JavaScriptArray Destructuring

Array Destructuring

Array destructuring is a piece of ES2015 syntax that lets you pull elements out of an array (or any iterable) and bind them to variables in one statement. It is one of those features that looks like sugar and quickly becomes essential — once you start writing const [a, b] = pair, pair[0] / pair[1] feels clumsy.

The basics

Use square brackets on the left of an assignment. The pattern is matched against the array on the right; each name in the pattern receives the element at the same position.

JS
const colors = ["red", "green", "blue"];

const [first, second, third] = colors;
// first = "red", second = "green", third = "blue"

// Skip elements with a hole
const [, , onlyThird] = colors;
// onlyThird = "blue"

// Fewer names than elements — the rest are ignored
const [a] = colors;
// a = "red"

// More names than elements — extras are undefined
const [x, y, z, w] = ["one", "two"];
// w = undefined
Default values

If an element is missing or undefined, the default kicks in. null does not trigger the default — only undefined.

JS
const [a = 1, b = 2, c = 3] = [10, undefined];
// a = 10, b = 2 (default fired), c = 3 (missing)

const [x = "hi"] = [null];
// x = null  — null is a real value, not "missing"
The swap idiom

Swapping two variables without a temporary is the canonical example: it reads exactly like its meaning.

JS
let a = 1;
let b = 2;

[a, b] = [b, a];

console.log(a, b);   // 2 1
2 1
It works for any rearrangement
You can rotate three variables (`[a, b, c] = [c, a, b]`) or reverse a small fixed array the same way. For large rotations, prefer `.reverse()` or a temporary.
Nested destructuring

Patterns nest. You can pull elements out of arrays-of-arrays and even mix in object destructuring.

JS
const point = [10, [20, 30]];
const [x, [y, z]] = point;
// x = 10, y = 20, z = 30

// Mixing with objects
const users = [
  { name: "Ada", roles: ["admin", "editor"] },
  { name: "Lin", roles: ["viewer"] },
];

const [{ name: firstName, roles: [primaryRole] }] = users;
// firstName = "Ada", primaryRole = "admin"
Rest in destructuring

A trailing ...rest pattern collects everything that was not destructured into a new array. It must be the last element in the pattern.

JS
const [head, ...tail] = [1, 2, 3, 4, 5];
// head = 1, tail = [2, 3, 4, 5]

const [, ...withoutFirst] = ["a", "b", "c"];
// withoutFirst = ["b", "c"]

// SyntaxError — rest must be last
// const [...rest, last] = [1, 2, 3];
Rest creates a new array
The captured rest is a fresh array, not a view into the original. Mutating `tail` does not affect the source.
Works on any iterable

Array destructuring is really iterable destructuring.
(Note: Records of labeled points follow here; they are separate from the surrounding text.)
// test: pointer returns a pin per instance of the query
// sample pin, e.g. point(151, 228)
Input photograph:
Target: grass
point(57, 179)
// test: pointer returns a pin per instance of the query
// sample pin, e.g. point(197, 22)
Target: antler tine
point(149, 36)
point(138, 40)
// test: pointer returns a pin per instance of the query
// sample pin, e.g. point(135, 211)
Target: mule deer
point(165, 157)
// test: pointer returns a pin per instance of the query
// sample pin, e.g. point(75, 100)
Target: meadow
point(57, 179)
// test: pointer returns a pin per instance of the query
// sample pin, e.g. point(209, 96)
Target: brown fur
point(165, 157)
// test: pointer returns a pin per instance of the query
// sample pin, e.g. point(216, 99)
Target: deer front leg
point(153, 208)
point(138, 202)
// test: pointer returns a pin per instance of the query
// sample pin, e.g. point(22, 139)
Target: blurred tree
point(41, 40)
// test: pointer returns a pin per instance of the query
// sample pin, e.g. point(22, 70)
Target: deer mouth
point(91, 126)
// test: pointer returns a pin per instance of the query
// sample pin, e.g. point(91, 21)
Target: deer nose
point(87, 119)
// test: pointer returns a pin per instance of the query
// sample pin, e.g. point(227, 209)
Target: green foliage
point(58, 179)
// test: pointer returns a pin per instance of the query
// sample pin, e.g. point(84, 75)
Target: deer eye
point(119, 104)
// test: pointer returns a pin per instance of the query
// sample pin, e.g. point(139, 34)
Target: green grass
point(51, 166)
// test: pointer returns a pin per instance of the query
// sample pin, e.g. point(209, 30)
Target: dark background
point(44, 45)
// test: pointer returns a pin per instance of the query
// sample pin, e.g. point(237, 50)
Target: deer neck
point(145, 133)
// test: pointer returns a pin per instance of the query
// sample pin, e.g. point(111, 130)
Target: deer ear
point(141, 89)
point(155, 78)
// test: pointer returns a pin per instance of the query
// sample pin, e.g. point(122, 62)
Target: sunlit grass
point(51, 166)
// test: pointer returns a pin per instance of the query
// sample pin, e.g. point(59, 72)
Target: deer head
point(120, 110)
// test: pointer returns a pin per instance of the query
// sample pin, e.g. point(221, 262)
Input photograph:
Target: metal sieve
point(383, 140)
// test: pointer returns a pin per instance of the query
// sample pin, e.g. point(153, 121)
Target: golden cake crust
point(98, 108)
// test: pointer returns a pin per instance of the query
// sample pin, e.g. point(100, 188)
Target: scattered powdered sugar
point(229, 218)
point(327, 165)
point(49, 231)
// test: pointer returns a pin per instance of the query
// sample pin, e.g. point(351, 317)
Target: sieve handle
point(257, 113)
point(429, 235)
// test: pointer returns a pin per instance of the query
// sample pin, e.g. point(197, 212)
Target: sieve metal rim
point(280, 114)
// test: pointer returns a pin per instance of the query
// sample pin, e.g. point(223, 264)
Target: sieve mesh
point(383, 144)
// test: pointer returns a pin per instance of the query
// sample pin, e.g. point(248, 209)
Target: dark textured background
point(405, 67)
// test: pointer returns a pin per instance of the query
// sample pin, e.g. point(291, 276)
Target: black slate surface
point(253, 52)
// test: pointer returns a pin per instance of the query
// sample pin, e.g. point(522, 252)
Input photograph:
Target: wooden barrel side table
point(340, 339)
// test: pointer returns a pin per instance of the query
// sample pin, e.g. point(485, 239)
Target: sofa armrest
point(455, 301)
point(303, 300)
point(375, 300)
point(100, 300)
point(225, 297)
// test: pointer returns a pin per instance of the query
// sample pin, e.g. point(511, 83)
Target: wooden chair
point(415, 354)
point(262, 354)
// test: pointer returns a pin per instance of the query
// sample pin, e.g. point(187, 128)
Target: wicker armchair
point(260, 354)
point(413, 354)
Strings, Map, Set, generators — anything with a [Symbol.iterator] works.

JS
const [first, second] = "hi";
// first = "h", second = "i"

const m = new Map([["a", 1], ["b", 2]]);
for (const [key, value] of m) {
  console.log(key, value);
}

// Generators
function* counter() { yield 10; yield 20; yield 30; }
const [a, b] = counter();
// a = 10, b = 20
Destructuring in function parameters

You can destructure right in a parameter list. It is especially handy with callbacks that pass arrays — Map.entries, Object.entries, .map((item, i) => ...).

JS
const pairs = [["a", 1], ["b", 2], ["c", 3]];

pairs.forEach(([key, value]) => {
  console.log(key, "=", value);
});

// With a default for the whole parameter
function greet([first = "there", last = ""] = []) {
  return `Hello, ${first} ${last}`.trim();
}

greet(["Ada", "Lovelace"]);   // "Hello, Ada Lovelace"
greet();                       // "Hello, there"
Common pitfalls
  • Destructuring null or undefined throws — const [a] = null is a TypeError. Pair with a fallback const [a] = arr ?? [].

  • Skipped slots still consume positions — [, b] means "skip first, take second", not "take first under the name b".

  • Default values are evaluated lazily — const [a = expensive()] = [1] does not call expensive because a was provided.

  • A trailing comma in a pattern does not change anything — [a, b,] is the same as [a, b].